Monday, July 13, 2009

Feds to bail out CIT?

TLGP or other aid for CIT?

We know Goldman doesn't have any "exposure" to CIT, yet they and Wells gave CIT funding last year. We also know CIT paid down $2.1 billion of credit lines in April, and that after the $2.33 billion of TARP money came in, CIT retired $2.4 billion of bonds.

Geithner and the FDIC dragged their asses regarding the TLGP (Temporary Liquidity Gaurantee Program) and Section 23A asset transfer, with CIT, even though they had their buddies issue $333 billion of debt with ithe TLGP. I suppose those companies that do vendor financing, import/export, LOC, DIP, asset backed loans, student loans, trade, corporate, acquisition and expansion finacing, and railroad, aerospace and defense funding instead of swapping Government bonds and ETF's with one another, isn't a business that Geithner understands.

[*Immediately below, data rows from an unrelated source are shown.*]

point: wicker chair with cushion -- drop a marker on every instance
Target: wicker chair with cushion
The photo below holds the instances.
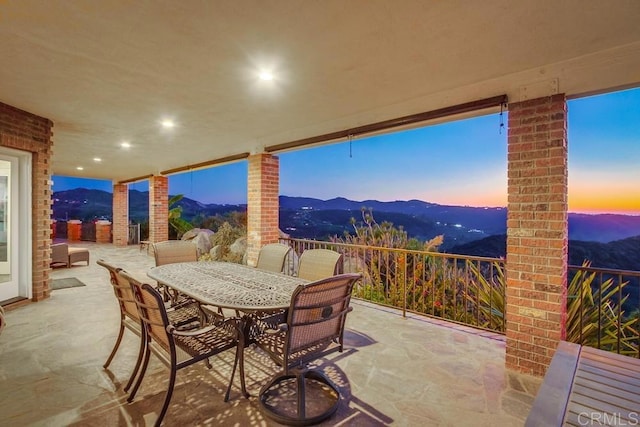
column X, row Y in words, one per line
column 130, row 319
column 176, row 349
column 316, row 264
column 314, row 328
column 169, row 252
column 272, row 257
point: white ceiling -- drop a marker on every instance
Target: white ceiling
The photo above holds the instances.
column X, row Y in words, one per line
column 108, row 71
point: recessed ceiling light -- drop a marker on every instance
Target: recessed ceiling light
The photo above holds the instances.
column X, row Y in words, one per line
column 265, row 75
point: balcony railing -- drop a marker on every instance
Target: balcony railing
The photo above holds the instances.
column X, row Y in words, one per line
column 457, row 288
column 603, row 305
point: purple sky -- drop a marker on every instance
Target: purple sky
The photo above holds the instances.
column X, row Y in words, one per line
column 458, row 163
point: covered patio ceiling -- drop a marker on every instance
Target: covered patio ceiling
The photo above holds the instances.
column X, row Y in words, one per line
column 110, row 71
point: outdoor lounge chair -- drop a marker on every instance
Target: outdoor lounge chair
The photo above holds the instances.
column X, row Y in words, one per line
column 316, row 264
column 169, row 252
column 176, row 349
column 130, row 319
column 61, row 253
column 272, row 257
column 314, row 328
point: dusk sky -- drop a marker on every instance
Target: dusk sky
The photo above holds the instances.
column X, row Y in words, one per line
column 458, row 163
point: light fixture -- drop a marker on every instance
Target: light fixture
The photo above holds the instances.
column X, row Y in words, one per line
column 265, row 75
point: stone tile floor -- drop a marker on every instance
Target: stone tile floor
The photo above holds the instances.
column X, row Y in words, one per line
column 410, row 371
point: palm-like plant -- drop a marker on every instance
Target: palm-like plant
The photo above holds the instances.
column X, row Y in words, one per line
column 595, row 319
column 179, row 224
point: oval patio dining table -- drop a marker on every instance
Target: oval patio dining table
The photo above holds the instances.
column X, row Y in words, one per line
column 232, row 286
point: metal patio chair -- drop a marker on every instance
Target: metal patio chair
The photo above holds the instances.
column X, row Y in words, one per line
column 314, row 328
column 176, row 349
column 316, row 264
column 130, row 319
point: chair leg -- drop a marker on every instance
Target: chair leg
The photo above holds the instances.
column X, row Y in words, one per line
column 167, row 399
column 137, row 367
column 115, row 347
column 233, row 373
column 300, row 378
column 143, row 370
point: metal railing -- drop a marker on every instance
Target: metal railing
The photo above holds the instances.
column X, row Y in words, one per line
column 457, row 288
column 603, row 308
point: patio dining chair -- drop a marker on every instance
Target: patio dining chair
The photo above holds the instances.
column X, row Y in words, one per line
column 314, row 328
column 272, row 257
column 176, row 349
column 316, row 264
column 185, row 315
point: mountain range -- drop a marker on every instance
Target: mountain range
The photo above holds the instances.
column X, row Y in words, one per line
column 305, row 217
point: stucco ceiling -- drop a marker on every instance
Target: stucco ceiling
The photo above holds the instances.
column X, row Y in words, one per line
column 109, row 71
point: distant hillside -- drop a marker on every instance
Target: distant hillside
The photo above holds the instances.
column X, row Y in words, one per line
column 620, row 254
column 88, row 205
column 306, row 217
column 477, row 222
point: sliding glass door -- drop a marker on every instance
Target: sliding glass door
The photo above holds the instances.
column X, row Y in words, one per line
column 8, row 284
column 15, row 225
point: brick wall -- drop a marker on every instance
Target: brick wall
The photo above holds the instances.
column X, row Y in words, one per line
column 262, row 203
column 120, row 215
column 537, row 232
column 158, row 209
column 24, row 131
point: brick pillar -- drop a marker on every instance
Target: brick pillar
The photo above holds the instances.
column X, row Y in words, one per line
column 262, row 203
column 103, row 231
column 27, row 132
column 158, row 208
column 537, row 232
column 74, row 230
column 120, row 215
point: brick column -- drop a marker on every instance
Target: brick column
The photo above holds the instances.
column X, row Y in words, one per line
column 27, row 132
column 120, row 215
column 74, row 230
column 262, row 203
column 537, row 232
column 158, row 209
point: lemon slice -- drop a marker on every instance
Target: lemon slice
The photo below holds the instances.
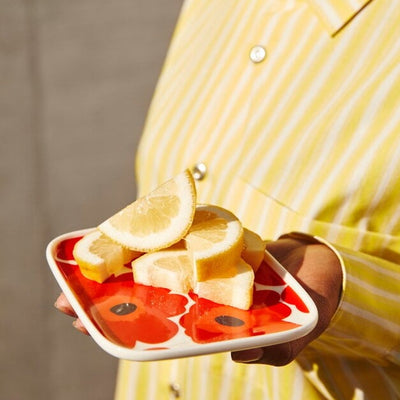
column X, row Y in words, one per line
column 171, row 269
column 98, row 257
column 253, row 249
column 235, row 291
column 215, row 242
column 156, row 220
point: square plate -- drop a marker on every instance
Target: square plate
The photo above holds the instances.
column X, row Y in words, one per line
column 143, row 323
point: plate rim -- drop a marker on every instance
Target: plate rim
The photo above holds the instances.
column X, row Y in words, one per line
column 187, row 351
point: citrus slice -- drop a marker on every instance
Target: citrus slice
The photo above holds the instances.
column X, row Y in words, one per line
column 171, row 269
column 235, row 291
column 156, row 220
column 215, row 242
column 253, row 249
column 98, row 257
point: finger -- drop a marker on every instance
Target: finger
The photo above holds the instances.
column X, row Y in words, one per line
column 62, row 304
column 77, row 324
column 278, row 355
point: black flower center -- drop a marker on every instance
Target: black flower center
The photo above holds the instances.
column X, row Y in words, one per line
column 228, row 320
column 123, row 308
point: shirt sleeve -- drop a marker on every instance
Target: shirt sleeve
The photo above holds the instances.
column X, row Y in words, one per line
column 366, row 323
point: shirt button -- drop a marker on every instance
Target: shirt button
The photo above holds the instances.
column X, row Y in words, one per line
column 257, row 54
column 199, row 171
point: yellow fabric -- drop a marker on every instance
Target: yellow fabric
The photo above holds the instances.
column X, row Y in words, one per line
column 308, row 139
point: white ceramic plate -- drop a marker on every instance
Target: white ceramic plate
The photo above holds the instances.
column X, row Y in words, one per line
column 143, row 323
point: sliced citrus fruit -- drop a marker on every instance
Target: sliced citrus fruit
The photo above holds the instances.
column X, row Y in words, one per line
column 156, row 220
column 253, row 249
column 98, row 257
column 215, row 242
column 235, row 291
column 171, row 269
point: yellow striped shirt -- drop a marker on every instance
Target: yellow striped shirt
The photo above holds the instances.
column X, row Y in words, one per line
column 294, row 108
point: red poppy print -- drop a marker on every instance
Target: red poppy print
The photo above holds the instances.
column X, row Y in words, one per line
column 208, row 322
column 123, row 311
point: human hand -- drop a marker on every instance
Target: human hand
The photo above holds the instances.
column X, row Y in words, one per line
column 63, row 305
column 318, row 270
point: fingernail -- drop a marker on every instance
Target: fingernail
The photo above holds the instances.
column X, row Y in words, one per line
column 247, row 356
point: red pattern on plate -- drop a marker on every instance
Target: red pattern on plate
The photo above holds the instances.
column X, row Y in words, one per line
column 125, row 312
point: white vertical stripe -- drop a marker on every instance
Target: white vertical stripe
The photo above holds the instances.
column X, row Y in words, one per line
column 383, row 323
column 203, row 375
column 338, row 126
column 248, row 383
column 374, row 146
column 133, row 372
column 330, row 13
column 197, row 89
column 289, row 32
column 151, row 387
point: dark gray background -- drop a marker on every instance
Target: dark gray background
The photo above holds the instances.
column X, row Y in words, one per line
column 76, row 79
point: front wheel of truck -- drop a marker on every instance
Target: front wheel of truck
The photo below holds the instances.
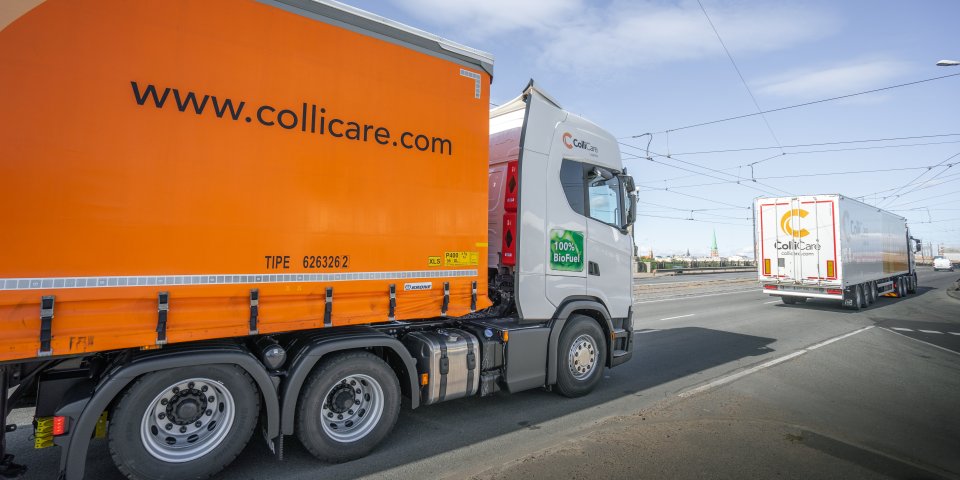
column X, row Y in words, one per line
column 183, row 423
column 581, row 355
column 348, row 406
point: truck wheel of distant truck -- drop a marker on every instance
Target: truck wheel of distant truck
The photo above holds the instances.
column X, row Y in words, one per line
column 857, row 298
column 582, row 354
column 183, row 423
column 348, row 406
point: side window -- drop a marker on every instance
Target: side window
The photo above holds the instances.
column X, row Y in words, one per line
column 571, row 177
column 604, row 195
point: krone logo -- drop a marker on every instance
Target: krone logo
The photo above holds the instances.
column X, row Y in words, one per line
column 785, row 223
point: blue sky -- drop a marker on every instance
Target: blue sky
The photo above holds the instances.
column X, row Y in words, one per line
column 651, row 66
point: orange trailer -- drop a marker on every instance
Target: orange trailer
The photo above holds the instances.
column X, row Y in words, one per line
column 198, row 153
column 223, row 214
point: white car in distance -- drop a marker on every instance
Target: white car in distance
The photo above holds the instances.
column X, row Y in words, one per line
column 942, row 263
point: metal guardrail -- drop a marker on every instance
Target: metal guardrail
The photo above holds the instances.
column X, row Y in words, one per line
column 697, row 270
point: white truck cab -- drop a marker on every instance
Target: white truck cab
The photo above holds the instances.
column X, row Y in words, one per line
column 566, row 234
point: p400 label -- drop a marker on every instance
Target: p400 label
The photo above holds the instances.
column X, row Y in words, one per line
column 566, row 250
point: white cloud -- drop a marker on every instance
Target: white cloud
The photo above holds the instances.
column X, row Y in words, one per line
column 854, row 76
column 625, row 34
column 478, row 20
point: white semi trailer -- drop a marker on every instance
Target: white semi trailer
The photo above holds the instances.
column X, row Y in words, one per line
column 832, row 247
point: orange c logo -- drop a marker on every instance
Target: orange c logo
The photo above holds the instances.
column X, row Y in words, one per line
column 785, row 223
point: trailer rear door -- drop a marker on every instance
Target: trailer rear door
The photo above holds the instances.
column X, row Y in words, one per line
column 797, row 238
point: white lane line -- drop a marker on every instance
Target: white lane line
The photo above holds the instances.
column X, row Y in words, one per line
column 921, row 341
column 752, row 290
column 735, row 376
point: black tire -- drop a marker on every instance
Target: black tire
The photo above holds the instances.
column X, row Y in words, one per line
column 857, row 300
column 332, row 389
column 581, row 356
column 142, row 451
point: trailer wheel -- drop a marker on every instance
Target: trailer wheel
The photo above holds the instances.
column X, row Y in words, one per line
column 581, row 353
column 183, row 423
column 347, row 407
column 857, row 298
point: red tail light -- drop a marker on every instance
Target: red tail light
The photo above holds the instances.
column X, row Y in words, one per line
column 59, row 426
column 512, row 187
column 508, row 253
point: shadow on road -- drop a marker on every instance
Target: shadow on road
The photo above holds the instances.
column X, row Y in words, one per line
column 835, row 306
column 660, row 357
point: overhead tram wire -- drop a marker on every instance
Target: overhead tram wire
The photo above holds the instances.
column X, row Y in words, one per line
column 823, row 144
column 745, row 182
column 739, row 180
column 941, row 164
column 776, row 177
column 920, row 186
column 841, row 97
column 878, row 147
column 739, row 74
column 698, row 220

CIT is the largest SBA lender in the country; a niche that the banks would probably like to get involved in, when the banks "decide" to get back in traditional lending; obstensibly only after the Fed allows their balance sheets to be repaired with a zero cost of money!

Bottom line is the TLPG would immensely help CIT. Whatever your opinion of CIT's lending is, at least they are honest in presenting their financials.

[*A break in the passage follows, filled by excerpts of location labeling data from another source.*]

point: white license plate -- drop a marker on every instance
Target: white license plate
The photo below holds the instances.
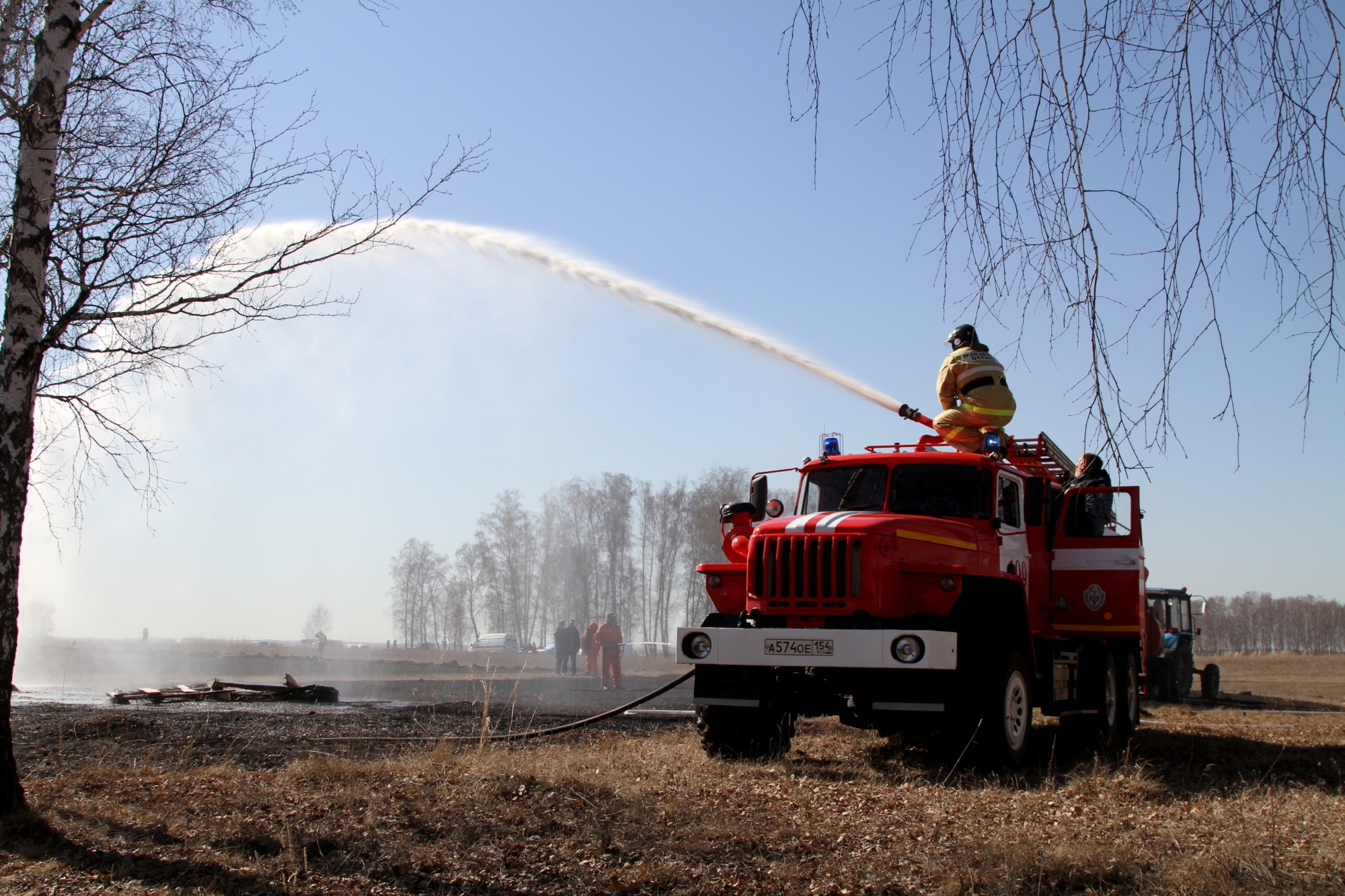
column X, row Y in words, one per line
column 786, row 647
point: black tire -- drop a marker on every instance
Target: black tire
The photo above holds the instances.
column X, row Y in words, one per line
column 730, row 732
column 1129, row 673
column 1186, row 677
column 1160, row 680
column 1210, row 682
column 1004, row 733
column 1102, row 694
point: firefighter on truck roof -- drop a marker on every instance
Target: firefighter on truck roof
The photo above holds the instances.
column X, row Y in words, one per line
column 973, row 391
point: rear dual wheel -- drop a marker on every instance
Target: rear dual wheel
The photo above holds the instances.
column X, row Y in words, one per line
column 1001, row 727
column 1112, row 698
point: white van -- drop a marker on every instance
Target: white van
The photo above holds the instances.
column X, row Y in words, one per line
column 501, row 642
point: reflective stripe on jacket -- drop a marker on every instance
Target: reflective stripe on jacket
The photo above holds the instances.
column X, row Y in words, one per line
column 974, row 377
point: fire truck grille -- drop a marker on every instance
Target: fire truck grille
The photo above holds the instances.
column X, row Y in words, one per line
column 805, row 567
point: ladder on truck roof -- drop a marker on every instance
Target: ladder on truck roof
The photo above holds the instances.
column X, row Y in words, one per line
column 1040, row 458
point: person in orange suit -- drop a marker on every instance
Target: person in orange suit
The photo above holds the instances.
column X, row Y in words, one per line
column 590, row 649
column 609, row 637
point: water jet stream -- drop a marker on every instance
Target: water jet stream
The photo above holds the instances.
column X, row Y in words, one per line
column 484, row 240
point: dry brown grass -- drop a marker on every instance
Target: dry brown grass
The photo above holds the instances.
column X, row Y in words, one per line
column 1203, row 803
column 1190, row 810
column 1296, row 677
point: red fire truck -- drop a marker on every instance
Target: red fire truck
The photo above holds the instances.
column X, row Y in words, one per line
column 919, row 587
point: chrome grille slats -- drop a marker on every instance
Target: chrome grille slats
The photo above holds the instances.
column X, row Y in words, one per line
column 805, row 567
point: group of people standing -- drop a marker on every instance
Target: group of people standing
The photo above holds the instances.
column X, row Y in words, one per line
column 602, row 646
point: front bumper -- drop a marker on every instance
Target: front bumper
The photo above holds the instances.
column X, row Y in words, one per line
column 818, row 647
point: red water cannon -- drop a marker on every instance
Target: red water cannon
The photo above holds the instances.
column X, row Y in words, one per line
column 914, row 413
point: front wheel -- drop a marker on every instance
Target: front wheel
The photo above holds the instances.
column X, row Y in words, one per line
column 730, row 732
column 1007, row 723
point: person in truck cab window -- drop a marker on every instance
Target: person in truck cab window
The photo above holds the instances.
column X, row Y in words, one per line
column 1094, row 512
column 973, row 391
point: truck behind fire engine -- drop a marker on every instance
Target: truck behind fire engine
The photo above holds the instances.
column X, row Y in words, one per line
column 921, row 588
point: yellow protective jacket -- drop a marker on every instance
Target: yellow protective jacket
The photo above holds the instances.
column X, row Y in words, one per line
column 974, row 377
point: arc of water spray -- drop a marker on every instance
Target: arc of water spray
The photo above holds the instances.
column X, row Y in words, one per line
column 582, row 271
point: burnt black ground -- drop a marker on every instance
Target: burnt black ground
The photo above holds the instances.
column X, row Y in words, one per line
column 56, row 737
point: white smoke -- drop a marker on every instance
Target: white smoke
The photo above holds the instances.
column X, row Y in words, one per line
column 485, row 240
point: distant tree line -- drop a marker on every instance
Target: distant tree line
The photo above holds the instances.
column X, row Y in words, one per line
column 610, row 544
column 1256, row 622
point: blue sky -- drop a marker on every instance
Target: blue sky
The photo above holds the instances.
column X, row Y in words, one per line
column 656, row 139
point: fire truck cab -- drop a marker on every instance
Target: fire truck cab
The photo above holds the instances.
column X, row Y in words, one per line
column 918, row 587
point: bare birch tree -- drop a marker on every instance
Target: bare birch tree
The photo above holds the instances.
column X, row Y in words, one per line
column 141, row 173
column 420, row 583
column 1110, row 167
column 319, row 620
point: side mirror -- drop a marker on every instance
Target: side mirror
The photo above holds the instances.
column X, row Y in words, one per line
column 758, row 493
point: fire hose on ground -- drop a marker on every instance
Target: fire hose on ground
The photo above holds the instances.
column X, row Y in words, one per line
column 521, row 735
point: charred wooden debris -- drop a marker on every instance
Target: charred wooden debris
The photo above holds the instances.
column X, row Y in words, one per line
column 231, row 692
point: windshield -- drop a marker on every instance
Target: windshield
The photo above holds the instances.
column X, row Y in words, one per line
column 844, row 489
column 939, row 490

And I think that was the problem.

Geithner's pals, hide assets in Level III and never value it at fair value, and it seems, never mark down a security, unless they are buying it from the Government (as in JPM's TARP warrants, and the Bear Sterns dreck they took on).

Call me a socialist, but I think CIT should be helped.

Especially since the boys in Washington don't see why they should.

(disclosure: friends long a few hundred thousand shares)

1 comment:

Palmoni said...

Anyone else notice how Goldman wouldn't discuss the $3 billion that they lent CIT on their conference call--other than to say it was "properly hedged."